No Less, No More
By Dynamaso
- 2120 reads
The knock came late one night. I knew it was coming but I thought I’d at least get a phone call first. I answered it and was dragged outside before I was even properly awake.
“C’mon Macca, get ya fuckin’ arse in gear. We’re gettin’ it tonight.”
I pulled up and shook the hands off me. “Fuck, Ducks, at least let me get me coat.” I pushed past the sweaty hands and skinny shoulders of Ducky, my elder brother and went back into the house.

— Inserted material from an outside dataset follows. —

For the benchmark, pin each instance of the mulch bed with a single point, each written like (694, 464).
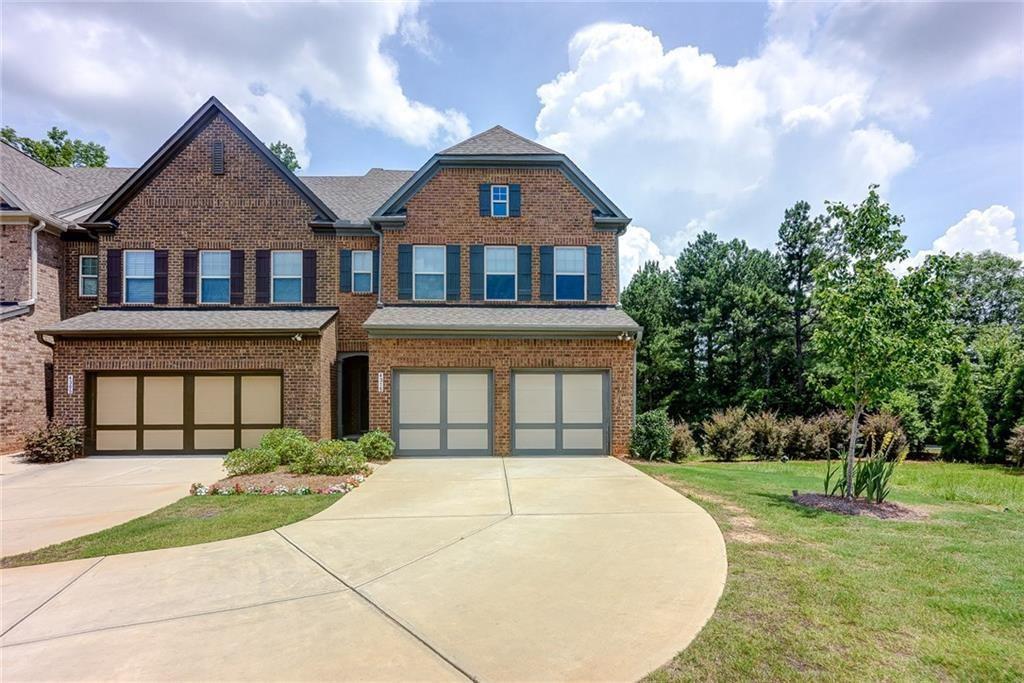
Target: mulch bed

By the time I came out again, Duck was sitting behind the wheel of his car, a quivering manifestation of impatience. “What were fuckin’ doin’, knitting the fuckin’ thing? Let’s go, for fuck’s sake.” He fired up the car and revved the motor hard. I sauntered around to the passenger side, casually opened the door and climbed in. He looked ready to burst furiously.
He threw the car in gear and wrenched the steering wheel hard, throwing it in a side spin as he charged through the gears, raising a huge cloud of smoke. As he did, he screamed out the window, a great bellowing “fark”. I smiled quietly to myself and offered him a cigarette. He instantly forgave me. The car sprang up the road, leaving a trail of rubber.

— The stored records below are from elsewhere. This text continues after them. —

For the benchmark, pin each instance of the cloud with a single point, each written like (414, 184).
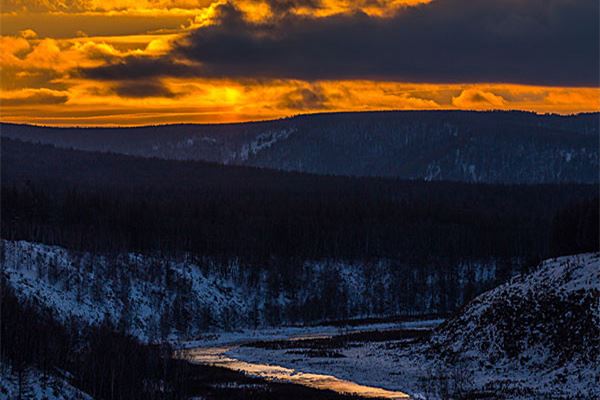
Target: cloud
(305, 99)
(143, 89)
(34, 97)
(545, 42)
(478, 99)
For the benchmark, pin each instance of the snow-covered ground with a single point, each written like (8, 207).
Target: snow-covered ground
(32, 384)
(472, 353)
(155, 298)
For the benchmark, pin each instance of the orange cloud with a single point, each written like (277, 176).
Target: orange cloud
(41, 59)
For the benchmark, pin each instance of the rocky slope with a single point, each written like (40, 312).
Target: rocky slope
(538, 334)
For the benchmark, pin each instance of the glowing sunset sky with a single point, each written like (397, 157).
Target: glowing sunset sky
(128, 62)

Ducky casually steered it out onto the freeway. “Dags gave me the nod today. He told me where to find the coordinates and what we needed to take to dig it up. I’ve got it all in the boot.” He fairly buzzed with anticipation.
“So, do you know where we’re goin?”
He was doing his yell-speaking. “I’ve got a fuckin’ GPS, so, yeah; I know where we’re goin’.” The cigarette glowed and dimmed in the dark as he filled the cab with clouds of smoke.

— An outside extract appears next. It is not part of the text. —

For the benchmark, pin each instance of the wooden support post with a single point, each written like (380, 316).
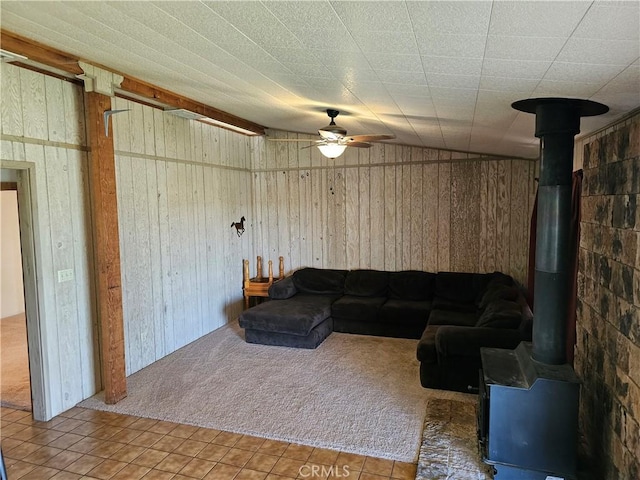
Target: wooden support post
(106, 245)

“So where’s the GPS, Duck?”
“I already told ya. It’s in the boot.”
“Then I have to ask again, do you know where we’re goin’?”
The car screeched to a stop and he threw open the door. I felt it shudder as he rummaged around in the boot before the lid slammed shut. He threw himself back in the car and handed me the device. “He said all we had to do was enter the coordinates and it’d guide us there.”
I waited for him to continue but he gave me a look of confused expectancy. “So, do you know how to turn it on?” he quietly said after a short silence.
I looked over the device before figuring it out. The screen lit up and a tinny, mechanical voice asked for coordinates. Ducky sprang into action, pulling a notepad from his pocket and reeling off numbers loudly.
“Minus thirty three degrees, fifty six minutes and fourteen point three eight eight seconds by one hundred fifty one degrees, two minutes and fifty four point eight eight zero two seconds, no less, no more, ahm… I didn’t have to say that bit.” He employed his expectantly confused look again to great effect.
“Ah, Duck, you have to enter the coordinates, not shout them at it. Can I have the notebook?” I stuck my hand out and he slammed it into my palm. The notepad was burnt at the edges and smelt of petrol. “Where the hell has this been?”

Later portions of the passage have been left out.